Google DeepMind has recently released SIMA2, aimed at testing the performance of general agents in complex 3D game worlds. SIMA2 (Scalable Instructionable Multi-World Agent) is an upgraded version that uses the Gemini model, allowing it to better understand goals, explain plans, and continuously improve in different environments through self-learning.

SIMA1, the predecessor of SIMA2, was launched in 2024. At that time, it controlled games by rendering images and using a virtual keyboard and mouse, learning over 600 language instructions, with a task completion rate of about 31%, while human players achieved around 71%. SIMA2 retains the same interface but uses Gemini2.5Flash Lite as the core reasoning engine. This makes SIMA2 not only an instruction executor but also a gaming partner that interacts with players.

The architecture of SIMA2 integrates Gemini as a core component, receiving visual observations and user instructions to derive high-level goals and generate corresponding actions.

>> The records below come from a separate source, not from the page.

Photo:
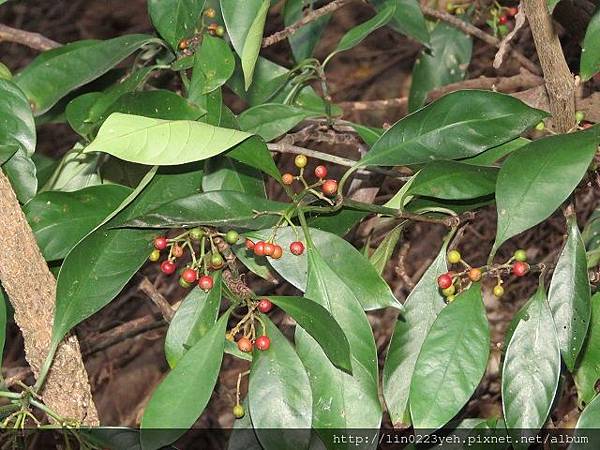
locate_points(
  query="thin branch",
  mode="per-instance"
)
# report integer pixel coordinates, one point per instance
(479, 34)
(27, 38)
(309, 17)
(560, 83)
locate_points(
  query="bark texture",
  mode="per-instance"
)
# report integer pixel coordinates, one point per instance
(31, 289)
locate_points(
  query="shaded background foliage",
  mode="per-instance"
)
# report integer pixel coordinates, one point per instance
(123, 344)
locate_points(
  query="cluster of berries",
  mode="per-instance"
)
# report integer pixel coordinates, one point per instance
(451, 283)
(328, 187)
(198, 269)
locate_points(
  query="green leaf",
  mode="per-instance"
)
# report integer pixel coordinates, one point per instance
(245, 28)
(420, 311)
(452, 361)
(357, 34)
(458, 125)
(340, 400)
(60, 220)
(350, 265)
(254, 153)
(184, 393)
(162, 142)
(196, 315)
(279, 396)
(320, 324)
(57, 72)
(587, 370)
(536, 179)
(225, 174)
(453, 180)
(271, 120)
(17, 128)
(384, 252)
(175, 19)
(569, 295)
(531, 367)
(588, 420)
(446, 62)
(304, 40)
(216, 61)
(590, 51)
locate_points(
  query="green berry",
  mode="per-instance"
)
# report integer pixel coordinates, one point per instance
(238, 411)
(449, 291)
(232, 237)
(520, 255)
(454, 256)
(196, 233)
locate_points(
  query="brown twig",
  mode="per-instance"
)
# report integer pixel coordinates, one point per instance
(479, 34)
(309, 17)
(27, 38)
(157, 298)
(560, 83)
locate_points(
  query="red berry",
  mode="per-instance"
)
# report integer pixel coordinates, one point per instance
(264, 305)
(160, 243)
(520, 268)
(269, 248)
(297, 248)
(168, 267)
(320, 171)
(259, 248)
(444, 281)
(329, 187)
(277, 252)
(189, 275)
(245, 345)
(263, 343)
(205, 282)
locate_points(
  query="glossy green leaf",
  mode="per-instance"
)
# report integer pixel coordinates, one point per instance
(340, 400)
(271, 120)
(304, 40)
(531, 367)
(273, 401)
(17, 128)
(60, 220)
(453, 180)
(569, 295)
(357, 34)
(175, 19)
(321, 325)
(101, 264)
(254, 153)
(446, 62)
(225, 174)
(245, 28)
(57, 72)
(216, 62)
(351, 266)
(536, 179)
(420, 311)
(184, 393)
(385, 250)
(587, 370)
(217, 208)
(451, 362)
(195, 316)
(590, 51)
(458, 125)
(162, 142)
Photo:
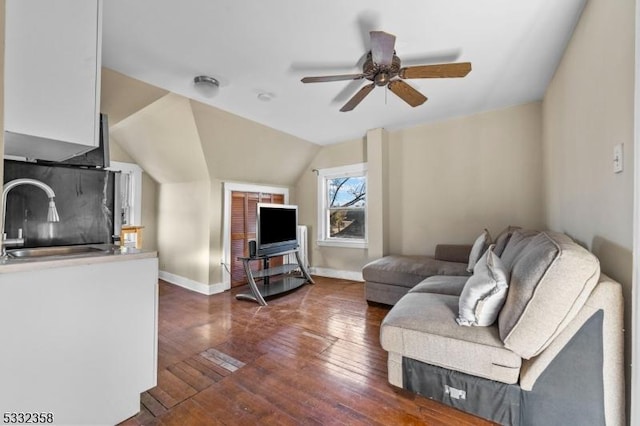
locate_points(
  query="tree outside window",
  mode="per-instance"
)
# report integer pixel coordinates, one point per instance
(342, 205)
(347, 200)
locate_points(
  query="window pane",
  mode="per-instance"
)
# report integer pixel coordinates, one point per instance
(347, 192)
(347, 223)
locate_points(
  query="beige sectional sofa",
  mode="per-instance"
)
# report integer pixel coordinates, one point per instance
(389, 278)
(553, 355)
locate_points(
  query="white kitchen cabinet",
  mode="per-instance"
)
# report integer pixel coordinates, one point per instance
(52, 77)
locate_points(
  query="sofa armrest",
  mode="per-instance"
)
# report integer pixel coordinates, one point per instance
(453, 252)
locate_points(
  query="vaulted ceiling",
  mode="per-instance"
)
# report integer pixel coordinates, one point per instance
(259, 47)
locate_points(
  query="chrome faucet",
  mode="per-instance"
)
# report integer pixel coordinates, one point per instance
(52, 214)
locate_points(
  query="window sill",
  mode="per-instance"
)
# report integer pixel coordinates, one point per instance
(342, 243)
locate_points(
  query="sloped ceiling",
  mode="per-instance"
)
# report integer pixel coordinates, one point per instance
(256, 47)
(177, 140)
(163, 139)
(241, 150)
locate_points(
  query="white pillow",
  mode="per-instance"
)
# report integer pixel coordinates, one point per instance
(479, 245)
(485, 291)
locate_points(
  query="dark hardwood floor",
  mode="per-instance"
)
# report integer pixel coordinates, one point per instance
(310, 357)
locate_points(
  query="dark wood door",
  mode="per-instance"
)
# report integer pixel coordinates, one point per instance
(244, 206)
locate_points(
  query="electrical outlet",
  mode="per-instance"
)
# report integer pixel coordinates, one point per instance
(618, 158)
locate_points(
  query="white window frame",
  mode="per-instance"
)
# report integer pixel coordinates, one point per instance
(359, 169)
(134, 192)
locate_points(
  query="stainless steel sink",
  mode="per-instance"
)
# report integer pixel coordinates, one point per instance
(38, 252)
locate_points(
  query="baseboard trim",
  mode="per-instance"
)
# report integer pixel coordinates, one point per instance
(189, 284)
(336, 273)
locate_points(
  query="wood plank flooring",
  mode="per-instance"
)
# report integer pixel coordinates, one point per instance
(310, 357)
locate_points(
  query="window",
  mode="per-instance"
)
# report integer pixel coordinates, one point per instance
(130, 192)
(342, 206)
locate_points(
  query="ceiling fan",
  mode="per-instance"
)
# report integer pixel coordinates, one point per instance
(383, 68)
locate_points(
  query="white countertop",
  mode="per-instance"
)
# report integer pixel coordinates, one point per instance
(111, 253)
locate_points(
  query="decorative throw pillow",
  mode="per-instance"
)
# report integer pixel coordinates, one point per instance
(485, 291)
(479, 246)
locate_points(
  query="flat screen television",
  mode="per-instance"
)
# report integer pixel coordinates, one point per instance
(277, 226)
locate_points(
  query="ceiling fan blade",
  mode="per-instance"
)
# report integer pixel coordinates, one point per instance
(325, 78)
(407, 93)
(358, 97)
(382, 47)
(459, 69)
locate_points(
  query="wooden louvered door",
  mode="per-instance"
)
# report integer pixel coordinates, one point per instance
(244, 207)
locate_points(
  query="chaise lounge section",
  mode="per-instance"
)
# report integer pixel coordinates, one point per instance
(552, 356)
(391, 277)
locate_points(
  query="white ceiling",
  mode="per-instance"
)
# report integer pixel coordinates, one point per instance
(255, 47)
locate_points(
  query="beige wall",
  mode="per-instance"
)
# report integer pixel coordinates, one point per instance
(2, 3)
(445, 182)
(588, 108)
(450, 180)
(341, 154)
(183, 221)
(181, 145)
(149, 198)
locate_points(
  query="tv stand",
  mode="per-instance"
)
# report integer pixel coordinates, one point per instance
(287, 278)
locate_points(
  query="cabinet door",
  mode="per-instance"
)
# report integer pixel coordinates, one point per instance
(52, 77)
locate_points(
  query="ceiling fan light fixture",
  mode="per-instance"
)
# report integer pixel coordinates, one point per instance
(206, 85)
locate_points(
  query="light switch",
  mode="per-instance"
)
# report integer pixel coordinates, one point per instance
(618, 158)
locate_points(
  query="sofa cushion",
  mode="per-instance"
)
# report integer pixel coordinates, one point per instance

This new training mode enables the agent to explain its intentions, answer questions about current goals, and demonstrate its reasoning process regarding the environment. In DeepMind's evaluation, SIMA2's task completion rate increased to 62%, nearly reaching the level of human players.
SIMA2 also expands the instruction channels, not only understanding text instructions but also handling voice, graphics, and even emojis. In one demonstration, the user asked SIMA2 to find a "house that is the color of a ripe tomato," and it reasoned that "a ripe tomato is red" and successfully located the target.
Self-improvement is also a major highlight of SIMA2. In the initial stage, after using human gameplay demonstrations, the agent enters a new game and learns entirely based on its own experience. The Gemini model generates new tasks and scores them for the agent, enabling subsequent versions to succeed in many previously failed tasks without additional human demonstrations.
Finally, DeepMind combined SIMA2 with Genie3 to generate interactive 3D environments from a single image or text prompt, demonstrating how the agent can identify objects and complete specified tasks in new environments. This marks an important step toward more advanced real-world robots for a general agent.
Official blog: https://deepmind.google/blog/sima-2-an-agent-that-plays-reasons-and-learns-with-you-in-virtual-3d-worlds/
Key points:
🌟 SIMA2 integrates the Gemini2.5Flash Lite model, giving the agent higher reasoning and planning capabilities.
📈 SIMA2's task completion rate has increased to 62%, close to the level of human players, showing significant performance improvements.
🛠️ Through self-improvement mechanisms and Genie3 environment generation, SIMA2 demonstrates adaptability and generality in new scenarios.